Back at Loch Fyne Oyster Bar, I meet John Meaney, another committed Loch Fyne employee who, over the last six years, has transformed his role as site manager into one of sustainability guru. Not only has he taken on the company’s environmental ethos with zeal, he has added his own ideas on how to futureproof it. His infectious smile has surely served him well on the pep talks he gives for staff on ‘why we want to be green and why we need to be green’.  Being green, for Loch Fyne, has meant an overhauling the operations and creating targets for water, electricity, diesel and waste to landfill reduction. ‘We are looking at zero waste Scotland, by which the aim is to reduce waste by 75 per cent by 2025,’ says Meaney. ‘But we aim to achieve this way before that date.’ 

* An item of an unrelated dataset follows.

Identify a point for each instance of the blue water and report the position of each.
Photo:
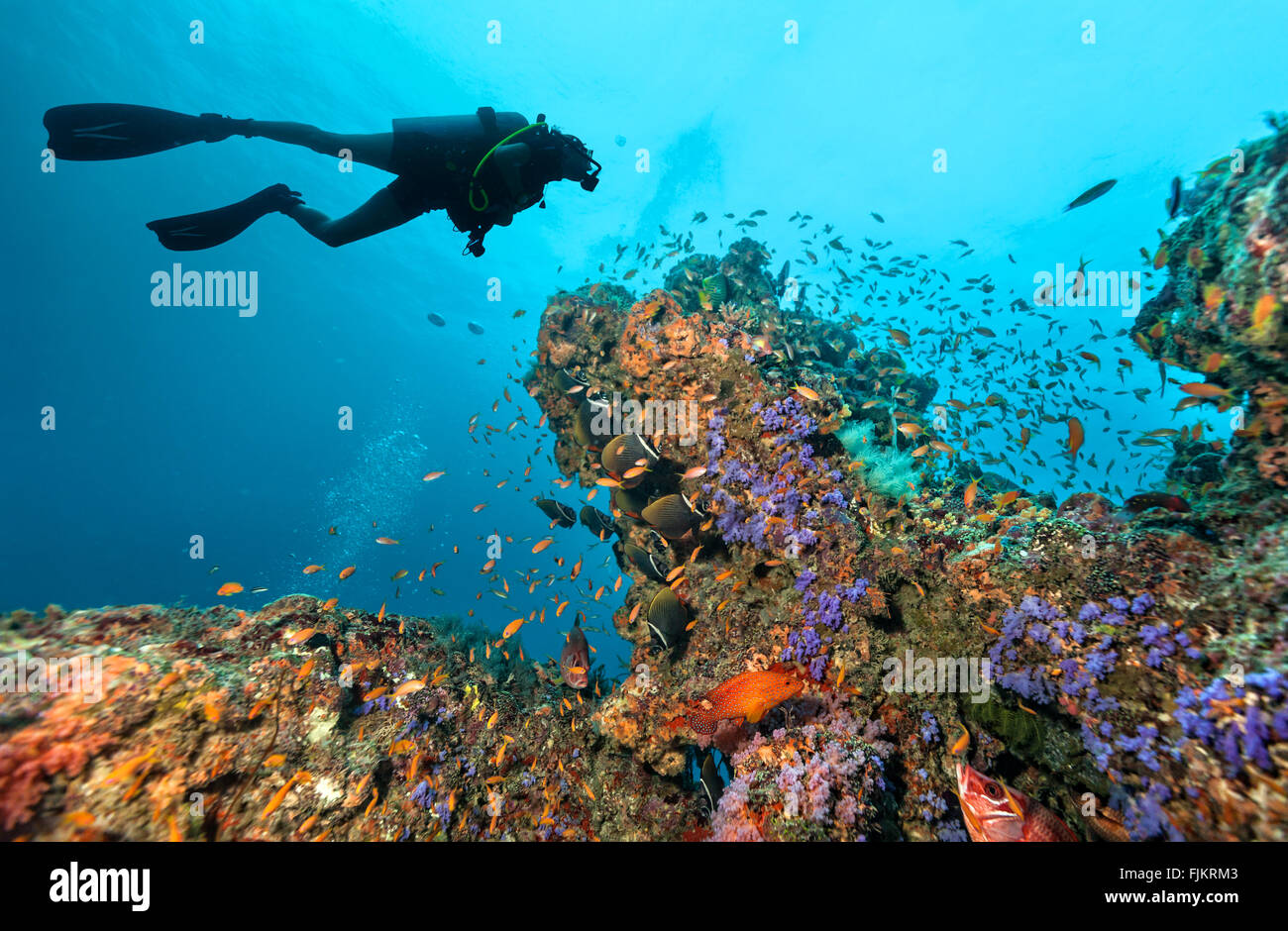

Meaney says short-term plans include getting ISO 14001 certification, installing a biomass boiler for the restaurant and smokehouse, clocking carbon with the Carbon Trust, and installing one of the area’s few electric car charging points. Then there is the interesting question of how best to recycle oyster shells and fish skins. Who knows? Perhaps one day, passion and innovation could see Loch Fyne Oysters become the breeding ground for fish skin fabric and oyster shell art. Stranger things have happened.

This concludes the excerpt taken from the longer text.